When does MWCC pick which?
MWCC keeps both the table form and the compare chain in its toolbox, and it picks between them by rote. What decides it is the number of cases and how tightly they pack. Two rules of thumb capture how this compiler behaves.
- Dense and few → compare chain. Six cases in a row,
0..5, still bisect with cmpwi / beq- / bge-. The line gets crossed at seven consecutive cases on this toolchain, where 0..6 and anything longer flips to the table. So 0..5 (six cases) stays a chain, 0..6 (seven cases) is the first to tip into table form, and lesson 1's 0..7 (eight cases) sits well clear of the edge. Read the rule as "at least seven," not "more than eight."
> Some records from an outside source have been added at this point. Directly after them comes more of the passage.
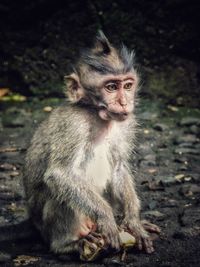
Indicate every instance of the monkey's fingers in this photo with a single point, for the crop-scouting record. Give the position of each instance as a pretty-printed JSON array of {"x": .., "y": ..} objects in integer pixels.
[
  {"x": 88, "y": 250},
  {"x": 148, "y": 245},
  {"x": 113, "y": 241},
  {"x": 96, "y": 239},
  {"x": 150, "y": 227}
]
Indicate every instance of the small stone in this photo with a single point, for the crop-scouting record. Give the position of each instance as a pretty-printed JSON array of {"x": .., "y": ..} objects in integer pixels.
[
  {"x": 185, "y": 232},
  {"x": 4, "y": 257},
  {"x": 189, "y": 138},
  {"x": 194, "y": 129},
  {"x": 187, "y": 121},
  {"x": 191, "y": 217},
  {"x": 181, "y": 160},
  {"x": 7, "y": 167},
  {"x": 179, "y": 177},
  {"x": 160, "y": 127},
  {"x": 167, "y": 180},
  {"x": 152, "y": 204},
  {"x": 47, "y": 109},
  {"x": 186, "y": 150}
]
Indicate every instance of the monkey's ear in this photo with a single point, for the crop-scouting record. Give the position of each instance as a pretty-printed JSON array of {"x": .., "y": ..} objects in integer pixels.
[
  {"x": 75, "y": 91},
  {"x": 102, "y": 45}
]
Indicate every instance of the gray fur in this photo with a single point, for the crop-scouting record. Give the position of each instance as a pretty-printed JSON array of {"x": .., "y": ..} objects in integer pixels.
[
  {"x": 97, "y": 60},
  {"x": 63, "y": 187},
  {"x": 56, "y": 188}
]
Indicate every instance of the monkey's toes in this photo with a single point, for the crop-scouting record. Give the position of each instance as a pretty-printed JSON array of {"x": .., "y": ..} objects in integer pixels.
[
  {"x": 150, "y": 227},
  {"x": 96, "y": 239}
]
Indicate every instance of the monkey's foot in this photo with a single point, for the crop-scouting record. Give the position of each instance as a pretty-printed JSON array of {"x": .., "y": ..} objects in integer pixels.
[
  {"x": 91, "y": 247},
  {"x": 140, "y": 232}
]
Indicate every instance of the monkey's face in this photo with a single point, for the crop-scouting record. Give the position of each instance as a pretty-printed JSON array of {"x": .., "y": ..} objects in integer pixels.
[{"x": 117, "y": 93}]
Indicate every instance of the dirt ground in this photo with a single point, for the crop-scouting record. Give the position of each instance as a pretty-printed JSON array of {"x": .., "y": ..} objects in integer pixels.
[{"x": 168, "y": 180}]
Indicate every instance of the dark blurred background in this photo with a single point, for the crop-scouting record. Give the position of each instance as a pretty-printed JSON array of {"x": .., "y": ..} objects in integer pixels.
[{"x": 39, "y": 39}]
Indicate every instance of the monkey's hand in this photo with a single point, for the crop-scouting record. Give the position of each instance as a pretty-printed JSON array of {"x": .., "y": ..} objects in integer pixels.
[
  {"x": 136, "y": 228},
  {"x": 108, "y": 228}
]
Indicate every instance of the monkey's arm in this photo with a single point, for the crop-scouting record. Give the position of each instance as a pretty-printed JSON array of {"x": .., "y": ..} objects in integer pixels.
[
  {"x": 131, "y": 209},
  {"x": 80, "y": 195}
]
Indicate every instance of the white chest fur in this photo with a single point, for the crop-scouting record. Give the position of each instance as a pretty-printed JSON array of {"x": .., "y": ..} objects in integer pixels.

- Sparse → compare chain, always. Values like
2, 20, 200, 1000 sprawl too far apart. Indexing a table by x would mean 1000 entries, nearly all of them default, which is plainly too big, so MWCC falls back to bisecting them however many there are:
cmpwi r3, 200 # probe the middle case value
beq- .case200
bge- .hi # x > 200 -> search the upper half
cmpwi r3, 20
beq- .case20
bge- .default
cmpwi r3, 2
beq- .case2
b .default
.hi:
cmpwi r3, 1000
beq- .case1000
b .default
...
.case2: li r3, 1 # each case body is the same tiny li/blr...
blr # ...only the dispatch above differs from the table form
When you're matching a switch, count the cases and check their spread first. One cmplwi followed by bctr points to dense-and-many, so you write consecutive cases. A staircase of cmpwi/beq- against scattered constants points the other way, to sparse originals, and the constants in the asm hand you the exact case labels to write.
Your task
Write route(int x): a sparse switch on x. Read the cmpwi probe values from the assembly above to recover which case labels to write, and read the li r3, N in each arm to recover the return value. Four scattered cases stays a compare chain.